Dia berharap pemerintah setidaknya bisa membantu dengan cara minimal memberikan fasilitas untuk ekspor tersebut. ”Kalau pemerintah tidak bisa optimal membantu pembiayaan, paling tidak bisa kasih akses informasi. Misalnya melakukan market intelligence, di negara apa produk-produk Indonesia tadi masih bisa laku dan memiliki potensi pasar,” ungkapnya.

Bukan hanya itu, bentuk dukungan pemerintah pada UMKM juga dapat ditunjukkan dengan mempermudah dalam standardisasi produk, mengurus dokumen, hingga bea cukai. Selain itu, semua pihak yang terkait seperti lembaga sertifikasi dan dinas pembinaan UMKM juga harus mempunyai sense of critis agar NKRI selamat dari kritis ekonomi. ”Lewat ihwal seperti itu saja pemerintah sebenarnya sudah bisa membantu UMKM.
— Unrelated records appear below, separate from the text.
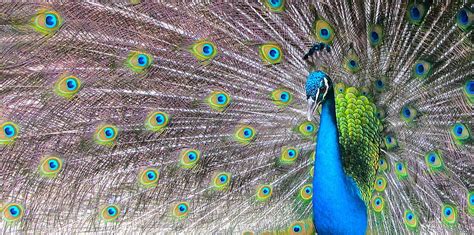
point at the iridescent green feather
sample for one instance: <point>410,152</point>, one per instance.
<point>359,137</point>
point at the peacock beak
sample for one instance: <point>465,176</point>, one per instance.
<point>312,105</point>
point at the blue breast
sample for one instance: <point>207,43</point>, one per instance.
<point>337,205</point>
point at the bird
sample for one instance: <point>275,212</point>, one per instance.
<point>252,117</point>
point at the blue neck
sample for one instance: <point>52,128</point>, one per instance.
<point>337,208</point>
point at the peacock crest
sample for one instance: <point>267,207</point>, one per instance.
<point>190,118</point>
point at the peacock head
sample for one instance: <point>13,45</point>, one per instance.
<point>318,84</point>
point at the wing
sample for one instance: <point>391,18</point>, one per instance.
<point>358,136</point>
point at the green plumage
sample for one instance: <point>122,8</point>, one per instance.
<point>359,137</point>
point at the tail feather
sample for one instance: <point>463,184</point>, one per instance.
<point>94,43</point>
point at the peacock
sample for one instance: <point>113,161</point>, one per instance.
<point>241,117</point>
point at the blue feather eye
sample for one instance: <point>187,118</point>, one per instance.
<point>247,132</point>
<point>264,192</point>
<point>221,99</point>
<point>181,210</point>
<point>204,50</point>
<point>273,53</point>
<point>142,60</point>
<point>139,61</point>
<point>390,142</point>
<point>188,158</point>
<point>109,132</point>
<point>408,114</point>
<point>46,21</point>
<point>67,86</point>
<point>410,220</point>
<point>284,96</point>
<point>221,181</point>
<point>383,165</point>
<point>464,19</point>
<point>71,84</point>
<point>270,53</point>
<point>9,132</point>
<point>106,135</point>
<point>110,213</point>
<point>12,212</point>
<point>51,20</point>
<point>53,164</point>
<point>421,69</point>
<point>207,49</point>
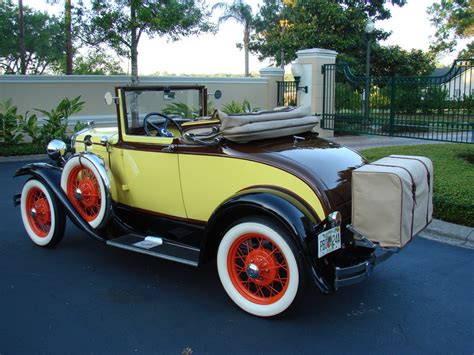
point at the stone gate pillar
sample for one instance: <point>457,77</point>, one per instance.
<point>273,75</point>
<point>312,61</point>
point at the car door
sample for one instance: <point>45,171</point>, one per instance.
<point>150,170</point>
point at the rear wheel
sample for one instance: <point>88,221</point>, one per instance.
<point>44,221</point>
<point>85,189</point>
<point>260,268</point>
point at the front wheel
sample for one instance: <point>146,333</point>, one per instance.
<point>260,268</point>
<point>84,187</point>
<point>42,217</point>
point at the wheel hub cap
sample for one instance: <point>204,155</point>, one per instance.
<point>78,194</point>
<point>253,271</point>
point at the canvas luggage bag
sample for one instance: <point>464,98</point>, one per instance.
<point>392,199</point>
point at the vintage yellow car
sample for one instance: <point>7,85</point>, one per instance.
<point>260,192</point>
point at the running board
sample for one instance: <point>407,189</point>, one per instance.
<point>158,247</point>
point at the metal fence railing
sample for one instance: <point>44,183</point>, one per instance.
<point>424,107</point>
<point>286,94</point>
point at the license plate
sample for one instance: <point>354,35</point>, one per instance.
<point>329,241</point>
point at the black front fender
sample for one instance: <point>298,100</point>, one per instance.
<point>51,176</point>
<point>277,205</point>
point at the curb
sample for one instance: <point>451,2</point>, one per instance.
<point>450,233</point>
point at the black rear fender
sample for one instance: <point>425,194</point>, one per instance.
<point>282,208</point>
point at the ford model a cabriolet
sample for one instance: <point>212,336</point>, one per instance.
<point>275,204</point>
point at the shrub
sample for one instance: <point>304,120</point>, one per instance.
<point>234,107</point>
<point>56,123</point>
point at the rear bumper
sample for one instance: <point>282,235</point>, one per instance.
<point>345,276</point>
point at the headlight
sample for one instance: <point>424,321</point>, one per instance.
<point>56,149</point>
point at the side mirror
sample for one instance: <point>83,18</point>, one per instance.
<point>169,95</point>
<point>56,149</point>
<point>109,98</point>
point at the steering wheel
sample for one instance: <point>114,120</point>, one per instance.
<point>163,130</point>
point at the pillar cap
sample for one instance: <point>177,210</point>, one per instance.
<point>271,71</point>
<point>316,53</point>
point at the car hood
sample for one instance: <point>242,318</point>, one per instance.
<point>324,165</point>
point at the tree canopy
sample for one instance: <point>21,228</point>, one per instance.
<point>92,62</point>
<point>242,13</point>
<point>44,40</point>
<point>283,28</point>
<point>120,24</point>
<point>454,20</point>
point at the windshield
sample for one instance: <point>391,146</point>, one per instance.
<point>180,103</point>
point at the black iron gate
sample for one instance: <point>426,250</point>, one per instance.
<point>287,93</point>
<point>430,107</point>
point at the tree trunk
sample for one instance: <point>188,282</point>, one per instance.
<point>68,25</point>
<point>246,50</point>
<point>22,37</point>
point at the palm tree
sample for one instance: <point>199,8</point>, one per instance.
<point>242,13</point>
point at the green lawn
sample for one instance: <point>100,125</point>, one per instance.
<point>21,149</point>
<point>453,177</point>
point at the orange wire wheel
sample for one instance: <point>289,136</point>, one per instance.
<point>38,212</point>
<point>83,190</point>
<point>44,222</point>
<point>258,269</point>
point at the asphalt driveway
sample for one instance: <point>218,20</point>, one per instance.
<point>85,297</point>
Terkadang mereka ada permintaan produk, namun jadi terhambat karena mengurus dokumen bea cukai saja sulit,” katanya. Menurut Enny, untuk menciptakan peluang pasar memang dibutuhkan kreativitas dan inovasi dari para UMKM. Menurutnya, meskipun semua itu tidak mudah dilakukan dalam kondisi ekonomi yang kurang baik, tetap perlu ada kreativitas agar UMKM terus tumbuh.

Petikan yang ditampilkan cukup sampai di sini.